Victor Hugo. Viu o telefinalismo.
E passou seu sentimento através de
uma narrativa monumental, com
personagens vivos, fora de série.
Cada cena, cada gesto, cada olhar, são reveladores. E alguns destes, inspiradores! A música capta o sentimento da alma do eterno condenado pelo mundo. Do eterno ser que sofre e ama. Chora e constrói. Um eterno batalhador pela libertação de vícios. Pela redenção. Ampara os que sofrem. Contesta os que geram sofrimento gratuito. E assim constrói sua personalidade, pouca a pouco, com suor e sangue e cansaço - mas cada vez mais convicto.

Javert é um ser que colocou toda sua crença no mundo, com todos seus métodos, leis e lógicas. Tem um conceito de ordem, é verdade. De harmonia. De sociedade ideal. Infelizmente, conceito restrito no tempo, excludente das multiplicidades desejosas de ascenderem, nem que apenas um pouco. Conceito ignorante dos efeitos de longo prazo, que se propagam como ondas com o passar dos tempos, e explodem como eventos dolorosos, sem explicação, para o mundo. Mundo tão "poderoso" e "inteligente"...O contato incessante com o outro, o "delinquente", vai sendo registrado pelo consciente do inspetor, que ignora o drama da superação. Não captou que Valjean,o homem que ele tanto busca e deseja punir, morreu após se encontrar com aquele bispo humilde...

O desenrolar dos anos tece uma obra que se torna épica. Uma obra do universo interior, com suas superações e dores, em meio a um trabalho incessante pela Salvação. A experiência interior mística intensa e eletrizante transborda na atuação ética e nos projetos edificantes. Isso é o que sentimos diante da jornada de Jean Valjean. Uma jornada bela...intensa...sincera....infinita...

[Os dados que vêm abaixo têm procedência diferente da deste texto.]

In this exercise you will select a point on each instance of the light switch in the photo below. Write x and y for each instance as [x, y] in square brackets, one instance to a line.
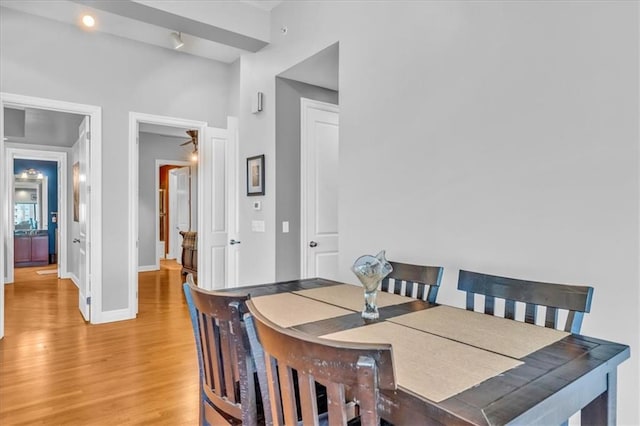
[257, 226]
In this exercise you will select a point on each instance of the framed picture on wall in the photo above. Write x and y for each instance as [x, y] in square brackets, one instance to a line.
[255, 175]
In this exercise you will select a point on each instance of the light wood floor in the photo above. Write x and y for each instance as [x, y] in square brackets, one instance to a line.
[57, 369]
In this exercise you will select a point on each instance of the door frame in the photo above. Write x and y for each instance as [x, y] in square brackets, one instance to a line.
[135, 119]
[305, 104]
[173, 207]
[159, 164]
[95, 114]
[60, 157]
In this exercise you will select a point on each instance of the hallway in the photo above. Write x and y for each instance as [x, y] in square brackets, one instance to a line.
[56, 369]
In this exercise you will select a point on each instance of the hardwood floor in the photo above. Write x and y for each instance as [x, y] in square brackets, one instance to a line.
[57, 369]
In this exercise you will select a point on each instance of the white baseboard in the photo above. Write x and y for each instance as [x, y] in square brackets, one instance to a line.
[148, 268]
[71, 276]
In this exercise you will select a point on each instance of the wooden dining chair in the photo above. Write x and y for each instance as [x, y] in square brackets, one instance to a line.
[227, 384]
[343, 368]
[424, 279]
[575, 299]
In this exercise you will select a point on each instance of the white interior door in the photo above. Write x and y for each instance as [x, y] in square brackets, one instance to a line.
[84, 210]
[217, 238]
[319, 176]
[179, 208]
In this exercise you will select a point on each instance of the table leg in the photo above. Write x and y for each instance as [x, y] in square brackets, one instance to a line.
[602, 410]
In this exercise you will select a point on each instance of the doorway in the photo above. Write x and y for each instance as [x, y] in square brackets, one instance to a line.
[169, 207]
[160, 148]
[319, 142]
[93, 174]
[36, 197]
[314, 78]
[144, 235]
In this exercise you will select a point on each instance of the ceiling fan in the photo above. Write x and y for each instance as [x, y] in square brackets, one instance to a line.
[194, 141]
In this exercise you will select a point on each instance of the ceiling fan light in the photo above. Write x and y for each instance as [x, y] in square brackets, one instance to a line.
[176, 40]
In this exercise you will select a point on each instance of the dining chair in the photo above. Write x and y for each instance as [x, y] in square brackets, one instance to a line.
[227, 383]
[425, 279]
[296, 363]
[574, 299]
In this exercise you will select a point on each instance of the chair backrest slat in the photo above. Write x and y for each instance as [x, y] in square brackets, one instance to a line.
[308, 399]
[551, 317]
[425, 279]
[489, 304]
[224, 356]
[335, 406]
[509, 309]
[574, 299]
[530, 313]
[364, 368]
[287, 390]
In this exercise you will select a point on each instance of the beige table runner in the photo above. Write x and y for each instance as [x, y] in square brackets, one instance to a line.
[288, 309]
[431, 366]
[351, 296]
[506, 337]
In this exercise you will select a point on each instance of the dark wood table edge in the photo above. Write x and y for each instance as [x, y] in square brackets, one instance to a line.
[593, 389]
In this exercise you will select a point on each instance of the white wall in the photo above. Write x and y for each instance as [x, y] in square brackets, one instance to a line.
[53, 60]
[495, 136]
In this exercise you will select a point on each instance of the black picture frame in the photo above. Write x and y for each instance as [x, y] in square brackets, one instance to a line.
[255, 175]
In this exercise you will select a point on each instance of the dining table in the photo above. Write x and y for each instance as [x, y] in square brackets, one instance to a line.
[454, 366]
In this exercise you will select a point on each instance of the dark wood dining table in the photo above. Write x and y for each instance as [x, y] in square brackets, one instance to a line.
[547, 386]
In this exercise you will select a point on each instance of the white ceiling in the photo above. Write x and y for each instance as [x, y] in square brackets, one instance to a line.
[219, 30]
[320, 69]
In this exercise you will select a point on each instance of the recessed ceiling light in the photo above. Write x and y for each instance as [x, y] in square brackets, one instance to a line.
[88, 21]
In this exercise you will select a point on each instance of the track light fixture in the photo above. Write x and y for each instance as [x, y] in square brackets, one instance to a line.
[176, 40]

Billie August consegue traduzir uma monumental obra da literatura para película. Deu vida às palavras, dando mais um passo orientado na encarnação do conceito mais elevado: o da Ascensão. E assim se aproximando (e nos aproximando) um pouco mais do infinito e do eterno, além de nossas dimensões, de nosso conceito, de nossa vivência cotidiana...E assim nos aproximamos da única e verdadeira meta: Deus.